11:30am PT by Marisa Guthrie
'Sons of Anarchy' Kurt Sutter Talks Emmy Snubs and Season 4
BEVERLY HILLS – Sons of Anarchy creator Kurt Sutter didn’t take the Emmy bait during the show’s question and answer session at the Television Critics Association press tour Saturday morning. He was rather philosophical about his latest middle finger (on Twitter) to the Television Academy for failing to recognize the show or its cast.
“My tweets are more about my bad relationship with my father than they were about the actual Emmys,” he explained. “If any of you want to lay me down on a couch and talk about that I will gladly open up that can of worms -- and probably pay you.”
Last year, Sutter vented his anger at the Television Academy’s failure to recognize the show in its second season in his somewhat infamous “dirty-faced outlaws” blog.

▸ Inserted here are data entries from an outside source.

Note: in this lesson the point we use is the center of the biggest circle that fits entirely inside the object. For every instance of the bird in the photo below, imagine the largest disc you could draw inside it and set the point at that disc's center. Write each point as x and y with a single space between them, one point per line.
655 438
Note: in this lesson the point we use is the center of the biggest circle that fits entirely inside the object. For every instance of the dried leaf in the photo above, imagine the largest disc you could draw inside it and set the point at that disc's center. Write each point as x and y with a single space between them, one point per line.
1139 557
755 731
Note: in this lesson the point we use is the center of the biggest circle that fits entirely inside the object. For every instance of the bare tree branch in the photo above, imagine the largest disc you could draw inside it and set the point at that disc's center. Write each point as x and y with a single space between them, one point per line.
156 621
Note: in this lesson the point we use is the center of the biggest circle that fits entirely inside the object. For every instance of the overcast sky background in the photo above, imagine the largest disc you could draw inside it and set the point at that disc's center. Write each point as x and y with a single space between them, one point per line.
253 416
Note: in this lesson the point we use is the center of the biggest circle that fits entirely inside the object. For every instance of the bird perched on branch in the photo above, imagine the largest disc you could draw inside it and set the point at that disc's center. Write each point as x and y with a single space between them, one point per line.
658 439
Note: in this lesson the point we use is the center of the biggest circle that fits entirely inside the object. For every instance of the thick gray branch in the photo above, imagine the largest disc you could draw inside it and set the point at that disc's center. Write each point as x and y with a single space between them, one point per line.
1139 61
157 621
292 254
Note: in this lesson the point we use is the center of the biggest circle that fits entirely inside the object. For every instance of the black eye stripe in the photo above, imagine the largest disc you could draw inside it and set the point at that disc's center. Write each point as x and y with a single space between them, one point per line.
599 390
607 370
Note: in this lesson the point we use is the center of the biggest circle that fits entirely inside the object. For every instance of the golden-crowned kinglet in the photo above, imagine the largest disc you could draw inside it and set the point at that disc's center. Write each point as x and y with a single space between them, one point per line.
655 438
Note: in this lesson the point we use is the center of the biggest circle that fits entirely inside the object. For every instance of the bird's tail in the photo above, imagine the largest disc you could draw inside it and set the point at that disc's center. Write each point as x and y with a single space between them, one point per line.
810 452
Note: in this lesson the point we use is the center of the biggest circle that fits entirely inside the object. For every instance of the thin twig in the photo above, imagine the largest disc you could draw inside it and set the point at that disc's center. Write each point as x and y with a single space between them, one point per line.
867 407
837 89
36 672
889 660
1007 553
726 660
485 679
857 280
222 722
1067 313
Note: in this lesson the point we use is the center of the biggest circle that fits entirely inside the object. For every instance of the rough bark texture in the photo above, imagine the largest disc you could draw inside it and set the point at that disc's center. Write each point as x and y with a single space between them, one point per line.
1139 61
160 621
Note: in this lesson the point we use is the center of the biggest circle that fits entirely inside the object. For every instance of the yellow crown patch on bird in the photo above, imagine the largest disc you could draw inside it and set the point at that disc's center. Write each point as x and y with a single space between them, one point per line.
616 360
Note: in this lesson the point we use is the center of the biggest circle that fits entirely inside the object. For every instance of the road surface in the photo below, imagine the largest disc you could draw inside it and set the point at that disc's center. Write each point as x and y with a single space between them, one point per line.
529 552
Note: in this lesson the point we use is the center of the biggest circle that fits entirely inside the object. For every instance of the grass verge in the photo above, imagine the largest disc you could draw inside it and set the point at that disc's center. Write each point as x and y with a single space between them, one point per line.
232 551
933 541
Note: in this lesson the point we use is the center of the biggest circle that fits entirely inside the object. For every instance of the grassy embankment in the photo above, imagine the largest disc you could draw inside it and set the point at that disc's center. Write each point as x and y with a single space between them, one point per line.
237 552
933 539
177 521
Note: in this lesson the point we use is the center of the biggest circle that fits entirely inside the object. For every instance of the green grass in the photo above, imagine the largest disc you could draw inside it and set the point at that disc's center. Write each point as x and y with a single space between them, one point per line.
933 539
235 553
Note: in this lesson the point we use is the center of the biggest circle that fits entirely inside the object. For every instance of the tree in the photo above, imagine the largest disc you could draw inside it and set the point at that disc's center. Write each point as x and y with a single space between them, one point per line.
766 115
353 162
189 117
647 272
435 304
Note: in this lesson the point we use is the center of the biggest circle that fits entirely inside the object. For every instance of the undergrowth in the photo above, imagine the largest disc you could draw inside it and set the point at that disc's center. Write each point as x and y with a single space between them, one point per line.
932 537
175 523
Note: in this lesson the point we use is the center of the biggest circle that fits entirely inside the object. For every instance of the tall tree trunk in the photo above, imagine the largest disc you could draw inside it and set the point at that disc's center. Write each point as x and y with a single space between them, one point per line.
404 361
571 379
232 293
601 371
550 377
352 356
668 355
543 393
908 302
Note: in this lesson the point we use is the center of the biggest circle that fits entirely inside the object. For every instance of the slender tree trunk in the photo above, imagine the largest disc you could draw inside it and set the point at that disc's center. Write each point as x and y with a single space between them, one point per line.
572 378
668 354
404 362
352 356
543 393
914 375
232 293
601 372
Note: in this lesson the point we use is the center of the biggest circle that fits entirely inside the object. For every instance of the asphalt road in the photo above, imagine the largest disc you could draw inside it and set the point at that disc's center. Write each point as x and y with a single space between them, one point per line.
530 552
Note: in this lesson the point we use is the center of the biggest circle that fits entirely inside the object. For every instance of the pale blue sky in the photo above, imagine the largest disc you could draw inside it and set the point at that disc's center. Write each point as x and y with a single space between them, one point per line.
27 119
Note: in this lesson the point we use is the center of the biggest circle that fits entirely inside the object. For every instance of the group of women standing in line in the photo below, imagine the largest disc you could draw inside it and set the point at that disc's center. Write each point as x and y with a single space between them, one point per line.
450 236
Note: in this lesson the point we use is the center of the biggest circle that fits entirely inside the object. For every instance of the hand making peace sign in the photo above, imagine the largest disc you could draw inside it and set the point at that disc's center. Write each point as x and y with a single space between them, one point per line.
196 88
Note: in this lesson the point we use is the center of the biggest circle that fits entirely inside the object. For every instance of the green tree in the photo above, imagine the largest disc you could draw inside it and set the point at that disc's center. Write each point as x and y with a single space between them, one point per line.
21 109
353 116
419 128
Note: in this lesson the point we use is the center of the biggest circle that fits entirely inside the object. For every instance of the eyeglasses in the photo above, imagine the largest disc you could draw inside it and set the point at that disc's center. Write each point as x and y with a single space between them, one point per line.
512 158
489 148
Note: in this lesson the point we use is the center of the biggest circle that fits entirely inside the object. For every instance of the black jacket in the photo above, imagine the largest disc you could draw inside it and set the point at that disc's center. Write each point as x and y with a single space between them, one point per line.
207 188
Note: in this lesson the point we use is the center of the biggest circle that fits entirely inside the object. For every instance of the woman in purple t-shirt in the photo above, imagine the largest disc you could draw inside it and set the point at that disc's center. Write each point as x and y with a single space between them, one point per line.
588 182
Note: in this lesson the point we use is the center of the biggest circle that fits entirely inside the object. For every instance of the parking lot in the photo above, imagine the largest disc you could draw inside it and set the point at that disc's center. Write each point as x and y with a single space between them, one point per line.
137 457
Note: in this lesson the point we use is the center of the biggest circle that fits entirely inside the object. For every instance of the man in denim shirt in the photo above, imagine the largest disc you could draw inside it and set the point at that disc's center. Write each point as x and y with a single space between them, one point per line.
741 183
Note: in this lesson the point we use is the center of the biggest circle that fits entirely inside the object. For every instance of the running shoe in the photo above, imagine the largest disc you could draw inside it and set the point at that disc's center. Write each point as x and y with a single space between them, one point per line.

This year, series star Katey Sagal, Sutter’s wife, won the Golden Globe for best actress in a drama. But she was not nominated for an Emmy.
The day before the nominations were announced last month, Sutter predicted on Twitter that Sons of Anarchy would again be overlooked. When it was, he took to Twitter again.
“If my mom and dad were alive, this Emmy snub would kill them,” he Tweeted. “That’s not true; they were too old to understand my show. Just like the academy.”
After the TCA session, Sutter explained that it was “a sardonic response."
"And it was really making fun of the whole process. I don’t regret anything I say or do," he said. "I should have realized there was history, so I protect myself and the show so that it’s not ripped out of context.”
Sons of Anarchy has been FX’s highest-rated series ever. And the show heads into its fourth season with Paris Barclay onboard full-time as a director and executive producer. Barclay (In Treatment, NYPD Blue) has directed several episodes of Sons. And Sutter said he has been trying to get him to join the show full time since season one. But Barclay was busy with other projects, specifically HBO’s In Treatment.
“You only get two or three chances to find a show where the passion is as good as the writing and as good as the cast,” said Barclay. “Kurt cajoled me. He bought me an expensive dinner.”
“It’s a hard position to fill,” said Sutter. “Putting someone in that position and giving them the authority and the trust and the creative freedom, I knew it had to be somebody of Paris’ caliber who knew the show. I had tried to get him for season three. We continued to whittle away at him and we broke his spirit.”